As expected, Comedy Central chief has been named president of Spike TV, a move that gives Herzog control over both of Viacom’s male-oriented networks.
Herzog had long been rumored to replace Albie Hecht, who resigned from his post Sunday (Daily Variety, Jan. 31). Los Angeles-based Herzog will now have a dual report to MTV Networks Group president Herb Scannell for Spike and to MTV Networks chair-CEO Judy McGrath for Comedy Central.
Herzog will now assume the challenging role of having to program two of the premiere destinations for young men. Exec says drawing a distinction between the two is priority. Part of his strategy will include expanding Spike’s target demo to build upon the older men that the off-net runs of “CSI” are driving to the network.
“There is a real opportunity to go after a broader audience at Spike than what we go for at Comedy Central,” Herzog said. “I’m thinking of Spike as more of a lifestyle channel. Comedy Central is certainly a destination, but it’s not lifestyle. They won’t be the same thing.”

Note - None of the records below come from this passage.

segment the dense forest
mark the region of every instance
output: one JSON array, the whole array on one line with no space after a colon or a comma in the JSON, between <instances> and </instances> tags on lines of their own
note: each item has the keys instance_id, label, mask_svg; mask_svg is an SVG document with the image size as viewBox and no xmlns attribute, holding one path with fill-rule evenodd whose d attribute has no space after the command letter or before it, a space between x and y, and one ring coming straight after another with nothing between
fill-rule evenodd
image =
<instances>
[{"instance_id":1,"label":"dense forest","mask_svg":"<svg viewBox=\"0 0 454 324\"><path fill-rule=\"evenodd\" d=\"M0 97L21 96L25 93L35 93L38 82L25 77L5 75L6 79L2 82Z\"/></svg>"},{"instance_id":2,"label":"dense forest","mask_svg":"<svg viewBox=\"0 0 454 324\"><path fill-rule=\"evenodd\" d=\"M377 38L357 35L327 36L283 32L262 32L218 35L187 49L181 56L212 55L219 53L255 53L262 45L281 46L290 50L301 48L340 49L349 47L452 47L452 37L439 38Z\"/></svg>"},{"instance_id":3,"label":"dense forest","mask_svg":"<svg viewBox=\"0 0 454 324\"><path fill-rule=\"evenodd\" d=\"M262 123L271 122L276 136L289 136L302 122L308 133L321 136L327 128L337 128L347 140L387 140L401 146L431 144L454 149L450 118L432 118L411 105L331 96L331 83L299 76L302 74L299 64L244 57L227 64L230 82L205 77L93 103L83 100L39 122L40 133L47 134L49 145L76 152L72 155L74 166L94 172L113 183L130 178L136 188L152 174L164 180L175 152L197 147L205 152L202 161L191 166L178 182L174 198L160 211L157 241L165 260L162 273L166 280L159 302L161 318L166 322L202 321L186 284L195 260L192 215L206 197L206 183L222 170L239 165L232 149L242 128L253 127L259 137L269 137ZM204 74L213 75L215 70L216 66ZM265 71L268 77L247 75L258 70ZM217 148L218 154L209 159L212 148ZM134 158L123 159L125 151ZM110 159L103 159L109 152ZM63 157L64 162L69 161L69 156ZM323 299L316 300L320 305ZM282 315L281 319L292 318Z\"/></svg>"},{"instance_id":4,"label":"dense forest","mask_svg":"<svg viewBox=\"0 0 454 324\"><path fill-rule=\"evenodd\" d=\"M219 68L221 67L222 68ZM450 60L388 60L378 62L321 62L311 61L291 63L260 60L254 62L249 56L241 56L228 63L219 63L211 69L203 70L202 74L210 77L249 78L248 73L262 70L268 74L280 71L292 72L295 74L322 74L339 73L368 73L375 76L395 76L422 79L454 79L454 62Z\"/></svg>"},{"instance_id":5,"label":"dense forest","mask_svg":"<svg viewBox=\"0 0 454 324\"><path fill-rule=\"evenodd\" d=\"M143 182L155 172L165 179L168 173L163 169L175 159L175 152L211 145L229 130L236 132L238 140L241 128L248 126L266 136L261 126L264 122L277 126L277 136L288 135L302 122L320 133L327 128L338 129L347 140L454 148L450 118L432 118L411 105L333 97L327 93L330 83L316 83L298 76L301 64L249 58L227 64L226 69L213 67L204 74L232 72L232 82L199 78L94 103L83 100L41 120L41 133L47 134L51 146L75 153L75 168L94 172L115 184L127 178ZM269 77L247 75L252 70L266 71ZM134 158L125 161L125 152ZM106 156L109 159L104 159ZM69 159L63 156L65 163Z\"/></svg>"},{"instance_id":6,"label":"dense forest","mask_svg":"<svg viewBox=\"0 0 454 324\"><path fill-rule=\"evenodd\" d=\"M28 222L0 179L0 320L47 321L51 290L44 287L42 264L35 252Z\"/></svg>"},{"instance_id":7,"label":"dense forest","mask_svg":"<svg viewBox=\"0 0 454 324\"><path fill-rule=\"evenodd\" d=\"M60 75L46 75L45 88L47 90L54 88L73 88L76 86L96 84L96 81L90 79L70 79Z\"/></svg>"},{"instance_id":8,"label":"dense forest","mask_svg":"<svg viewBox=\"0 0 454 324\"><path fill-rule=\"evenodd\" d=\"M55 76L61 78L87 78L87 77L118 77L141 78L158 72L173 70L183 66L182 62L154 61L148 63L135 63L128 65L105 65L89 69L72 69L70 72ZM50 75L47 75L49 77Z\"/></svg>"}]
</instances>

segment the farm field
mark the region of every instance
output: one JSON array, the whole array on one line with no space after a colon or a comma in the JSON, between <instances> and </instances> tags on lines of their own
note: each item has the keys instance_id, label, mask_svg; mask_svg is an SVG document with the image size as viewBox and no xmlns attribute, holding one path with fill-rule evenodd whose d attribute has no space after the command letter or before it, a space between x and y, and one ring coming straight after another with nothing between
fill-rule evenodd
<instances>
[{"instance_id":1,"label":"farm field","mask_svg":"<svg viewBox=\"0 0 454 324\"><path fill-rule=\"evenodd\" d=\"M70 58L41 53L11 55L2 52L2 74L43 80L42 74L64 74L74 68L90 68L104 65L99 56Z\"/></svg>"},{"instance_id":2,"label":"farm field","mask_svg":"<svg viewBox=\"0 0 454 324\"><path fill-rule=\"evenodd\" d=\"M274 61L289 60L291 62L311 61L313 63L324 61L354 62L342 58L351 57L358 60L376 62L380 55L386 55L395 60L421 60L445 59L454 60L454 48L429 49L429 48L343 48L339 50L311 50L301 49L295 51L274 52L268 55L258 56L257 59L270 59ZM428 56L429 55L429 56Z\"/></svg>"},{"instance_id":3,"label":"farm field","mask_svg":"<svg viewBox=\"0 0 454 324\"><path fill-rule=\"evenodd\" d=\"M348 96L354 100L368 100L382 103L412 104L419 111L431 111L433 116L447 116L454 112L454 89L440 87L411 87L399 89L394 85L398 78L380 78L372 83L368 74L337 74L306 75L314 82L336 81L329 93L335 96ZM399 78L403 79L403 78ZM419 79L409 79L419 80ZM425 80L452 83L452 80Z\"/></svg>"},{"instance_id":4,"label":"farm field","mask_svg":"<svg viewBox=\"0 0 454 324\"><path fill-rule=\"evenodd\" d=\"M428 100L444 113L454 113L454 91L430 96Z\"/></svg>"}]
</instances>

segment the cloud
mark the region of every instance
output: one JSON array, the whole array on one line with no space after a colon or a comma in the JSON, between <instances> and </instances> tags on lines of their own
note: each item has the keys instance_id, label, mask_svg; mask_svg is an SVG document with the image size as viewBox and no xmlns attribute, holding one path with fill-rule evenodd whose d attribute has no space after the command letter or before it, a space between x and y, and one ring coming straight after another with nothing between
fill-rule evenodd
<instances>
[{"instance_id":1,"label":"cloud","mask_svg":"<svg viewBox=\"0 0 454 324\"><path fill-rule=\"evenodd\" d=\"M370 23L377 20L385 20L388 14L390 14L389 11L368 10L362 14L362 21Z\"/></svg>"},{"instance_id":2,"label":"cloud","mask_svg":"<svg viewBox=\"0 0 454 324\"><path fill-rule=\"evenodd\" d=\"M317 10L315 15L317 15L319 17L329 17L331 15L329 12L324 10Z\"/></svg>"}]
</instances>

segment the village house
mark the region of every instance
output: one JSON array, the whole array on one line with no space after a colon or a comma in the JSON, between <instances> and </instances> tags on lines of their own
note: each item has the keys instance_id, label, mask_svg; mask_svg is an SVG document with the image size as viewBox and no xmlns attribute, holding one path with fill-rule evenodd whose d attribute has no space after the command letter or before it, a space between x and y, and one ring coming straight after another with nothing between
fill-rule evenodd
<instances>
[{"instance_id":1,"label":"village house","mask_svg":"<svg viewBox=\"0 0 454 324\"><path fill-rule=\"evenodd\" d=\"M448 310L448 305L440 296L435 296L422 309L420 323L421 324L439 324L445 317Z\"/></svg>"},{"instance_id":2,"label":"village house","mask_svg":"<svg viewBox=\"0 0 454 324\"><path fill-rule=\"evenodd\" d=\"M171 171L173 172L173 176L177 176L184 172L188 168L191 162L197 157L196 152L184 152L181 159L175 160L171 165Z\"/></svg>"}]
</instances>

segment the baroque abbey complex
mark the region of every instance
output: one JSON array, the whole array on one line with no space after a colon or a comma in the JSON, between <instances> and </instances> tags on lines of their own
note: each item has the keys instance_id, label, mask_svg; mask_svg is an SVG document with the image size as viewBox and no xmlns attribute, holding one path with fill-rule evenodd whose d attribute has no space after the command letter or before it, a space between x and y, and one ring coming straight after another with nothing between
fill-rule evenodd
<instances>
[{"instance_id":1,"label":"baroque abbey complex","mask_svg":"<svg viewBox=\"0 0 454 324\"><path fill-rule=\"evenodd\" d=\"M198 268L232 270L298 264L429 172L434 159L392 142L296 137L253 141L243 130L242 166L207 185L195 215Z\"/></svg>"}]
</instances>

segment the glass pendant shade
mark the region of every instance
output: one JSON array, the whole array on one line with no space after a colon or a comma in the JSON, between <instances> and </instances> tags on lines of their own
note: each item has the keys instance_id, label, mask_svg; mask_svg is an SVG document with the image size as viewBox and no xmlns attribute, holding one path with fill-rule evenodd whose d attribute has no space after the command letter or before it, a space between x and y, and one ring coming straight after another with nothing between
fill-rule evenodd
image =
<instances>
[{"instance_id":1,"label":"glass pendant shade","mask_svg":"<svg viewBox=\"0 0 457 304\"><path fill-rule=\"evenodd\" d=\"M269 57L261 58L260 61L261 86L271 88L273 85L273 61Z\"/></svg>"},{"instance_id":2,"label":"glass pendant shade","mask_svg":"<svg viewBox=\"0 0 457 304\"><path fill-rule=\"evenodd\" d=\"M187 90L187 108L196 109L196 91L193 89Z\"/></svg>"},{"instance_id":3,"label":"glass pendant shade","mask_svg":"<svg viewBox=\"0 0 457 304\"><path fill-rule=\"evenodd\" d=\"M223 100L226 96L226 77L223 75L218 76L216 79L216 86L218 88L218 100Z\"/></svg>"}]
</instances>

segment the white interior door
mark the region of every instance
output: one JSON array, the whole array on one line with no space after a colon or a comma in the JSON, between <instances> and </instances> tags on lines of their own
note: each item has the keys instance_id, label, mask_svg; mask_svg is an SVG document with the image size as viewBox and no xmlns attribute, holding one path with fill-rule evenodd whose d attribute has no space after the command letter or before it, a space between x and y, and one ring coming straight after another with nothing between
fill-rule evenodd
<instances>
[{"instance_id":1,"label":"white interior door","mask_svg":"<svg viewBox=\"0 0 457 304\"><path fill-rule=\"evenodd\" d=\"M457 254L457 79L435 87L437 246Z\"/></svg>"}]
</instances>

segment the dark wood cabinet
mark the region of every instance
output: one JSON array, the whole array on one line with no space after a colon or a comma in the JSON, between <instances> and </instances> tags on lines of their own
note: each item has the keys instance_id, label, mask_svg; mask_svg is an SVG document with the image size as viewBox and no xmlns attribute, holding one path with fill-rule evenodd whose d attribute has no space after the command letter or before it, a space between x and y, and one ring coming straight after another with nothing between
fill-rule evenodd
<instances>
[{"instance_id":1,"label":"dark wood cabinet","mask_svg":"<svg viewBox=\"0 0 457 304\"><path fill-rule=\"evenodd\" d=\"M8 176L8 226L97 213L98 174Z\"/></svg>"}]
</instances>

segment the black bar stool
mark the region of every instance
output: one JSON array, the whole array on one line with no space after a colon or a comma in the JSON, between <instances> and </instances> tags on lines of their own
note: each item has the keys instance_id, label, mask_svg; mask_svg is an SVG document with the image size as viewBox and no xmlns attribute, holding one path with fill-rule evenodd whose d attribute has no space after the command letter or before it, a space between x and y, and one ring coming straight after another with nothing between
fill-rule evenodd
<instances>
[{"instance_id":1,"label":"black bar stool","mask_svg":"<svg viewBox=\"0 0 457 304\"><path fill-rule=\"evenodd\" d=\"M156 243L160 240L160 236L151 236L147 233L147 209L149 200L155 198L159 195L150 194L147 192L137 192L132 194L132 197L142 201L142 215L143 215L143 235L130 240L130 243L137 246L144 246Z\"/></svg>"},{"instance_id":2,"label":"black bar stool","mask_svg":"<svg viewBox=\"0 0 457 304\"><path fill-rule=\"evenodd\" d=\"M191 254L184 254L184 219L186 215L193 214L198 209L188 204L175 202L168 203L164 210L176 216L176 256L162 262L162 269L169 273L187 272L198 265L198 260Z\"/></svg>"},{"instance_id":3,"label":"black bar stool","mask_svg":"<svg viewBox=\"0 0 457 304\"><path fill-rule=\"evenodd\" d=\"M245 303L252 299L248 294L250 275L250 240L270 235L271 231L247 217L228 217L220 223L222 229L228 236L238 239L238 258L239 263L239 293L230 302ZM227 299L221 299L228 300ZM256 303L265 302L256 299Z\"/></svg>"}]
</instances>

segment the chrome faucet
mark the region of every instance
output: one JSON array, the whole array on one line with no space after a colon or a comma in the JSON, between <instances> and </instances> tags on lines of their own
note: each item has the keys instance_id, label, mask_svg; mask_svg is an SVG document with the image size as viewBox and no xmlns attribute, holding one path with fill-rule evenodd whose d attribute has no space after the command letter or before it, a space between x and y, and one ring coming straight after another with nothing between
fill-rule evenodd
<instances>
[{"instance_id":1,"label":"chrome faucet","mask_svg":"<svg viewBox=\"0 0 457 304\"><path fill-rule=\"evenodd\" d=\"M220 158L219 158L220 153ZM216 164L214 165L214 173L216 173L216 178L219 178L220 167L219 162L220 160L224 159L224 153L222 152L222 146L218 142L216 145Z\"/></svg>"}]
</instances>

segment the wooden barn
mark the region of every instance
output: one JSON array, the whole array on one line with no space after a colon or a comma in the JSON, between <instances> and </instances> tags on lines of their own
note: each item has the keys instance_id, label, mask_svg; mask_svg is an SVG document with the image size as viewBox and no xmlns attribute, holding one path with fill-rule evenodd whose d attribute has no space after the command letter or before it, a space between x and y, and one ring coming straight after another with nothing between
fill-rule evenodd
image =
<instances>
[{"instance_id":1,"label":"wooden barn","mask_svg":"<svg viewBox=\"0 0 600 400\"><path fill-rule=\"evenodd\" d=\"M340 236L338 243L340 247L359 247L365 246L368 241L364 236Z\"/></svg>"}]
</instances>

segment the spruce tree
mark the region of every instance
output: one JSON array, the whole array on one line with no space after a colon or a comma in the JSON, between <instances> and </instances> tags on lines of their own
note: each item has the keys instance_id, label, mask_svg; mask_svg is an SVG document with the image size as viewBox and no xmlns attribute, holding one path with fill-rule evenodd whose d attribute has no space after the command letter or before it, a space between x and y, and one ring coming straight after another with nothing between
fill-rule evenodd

Scannell said Herzog was a natural choice to run the men’s cabler given his success at luring guys to Comedy Central.
“With these two channels aligned, we’ve got this one-two punch in the male demo that’s unrivaled in the cable business. It just makes so much sense,” Scannell said. “And, of course, Doug has an incredible track record making network-defining shows like ‘South Park’ and ‘Monk.’ ”
Both execs add that the Spike moniker is here to stay. McGrath said in a statement: “I couldn’t be more thrilled to have Doug’s influence and creative energy on Spike TV — and to create a new unit, under him, along with Comedy Central. Culturally and from a business perspective, there are tremendous opportunities and advantages to bring together these two networks that share a highly desirable demographic but speak to it independently. ”
Part of Herzog’s challenge will be turning around what has been a tough couple of years for the cabler, which hasn’t been able to get traction with its original offerings since it relaunched as Spike in summer 2003. Cabler got away from its original mission — to cover travel, finance, health and sports — and save for the short-lived success of “The Joe Schmo Show,” its numerous stabs at toons, talkers and reality have flopped.
But with the introduction of “CSI” a few months ago, Spike has amassed larger auds, finishing last year with a 14% increase in total viewers. Herzog will now concentrate on developing a few projects with breakthrough potential, both in the scripted and reality arenas.
“Spike is my favorite kind of challenge. It’s got some ratings now, some momentum and a brand, which they created from scratch, which is really clear to audiences and advertisers. The thing that’s been elusive is that enduring and sizeable show. So that’s my priority,” Herzog said, pointing to ESPN’s short-lived scripted drama “Playmakers” as something that would have been “a perfect show for Spike.”
Execs say a decision on the future of its WWE wrestling franchise is imminent.
Herzog has been back in the MTV Networks fold since last year, when he was named president of Comedy Central. Previously, he held top programming posts at USA Network, Fox and MTV.